Appetites is about women’s wants. Women often abnegate their own desires for the good of the other. Think about a fantastic Mom you know; likely she is best at self-neglect and places her priorities in the order of who needs her most… excluding herself. Husband, children, community, church and aging parents all take precedence over a woman’s time, energy and personal aspirations. To do less is to be less of a woman. Why is that?

I look at my own life and I realize I too followed the pre-set female formula. As a teen, I quickly fell in step with the feminine stereotype. I chose to participate in the pom-pom squad although I was a strong runner. I dropped woodshop because I was the only female in the class and was horribly intimidated even though the teacher was very encouraging and uber-excited that I was in his class. I loved creating things out of wood yet, shyness, teenage insecurity and the very real awareness that I didn’t belong there made me drop that class and join choir, (I can’t sing except in my car or shower.) Both decisions I regret to this day.

I always loved climbing trees, riding my bike, reading books and creating stories yet in high school having friends became more important than my satisfying solitary adventures.

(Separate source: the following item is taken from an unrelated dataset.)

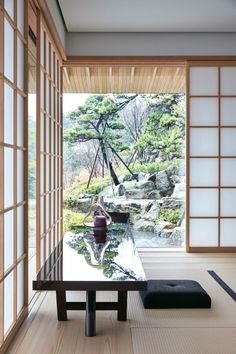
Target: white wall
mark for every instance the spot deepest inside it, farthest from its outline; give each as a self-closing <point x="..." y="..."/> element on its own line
<point x="147" y="44"/>
<point x="53" y="7"/>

One could argue that I was simply following the normal arc of a teenage girl but hindsight tells me I sold out to fit in. The girls who were athletic were “dykes.” The girls who had no friends were freaks or outcasts. If the majority of your friends were guys, you were a slut. Somewhere along the road to adulthood I lost the courage to be myself and once lost it was very difficult to get back. For most of my life I followed the path of least resistance the one that would allow me to blend in and not rock the boat. I lived my life denying my true self (see my post “It’s Her Again”) all the while feeling the inner boiling anger of resentment towards those who suppressed me. In some respect, I should have been mad at myself. But maybe it wasn’t entirely my fault.

Knapp helps explain our common plight as modern women. One foot in the past and one in her future; the average woman unconsciously and guiltily competes with her mother’s legacy. Only a generation ago women were still expected to be in the home, June Cleaver being the model of perfection. Even the career woman was expected to work full time and then come home to clean, cook and care for the children. The tiresome images of what a woman should be still endure and those who break the mold pay dearly. Those who fall in step fare no better.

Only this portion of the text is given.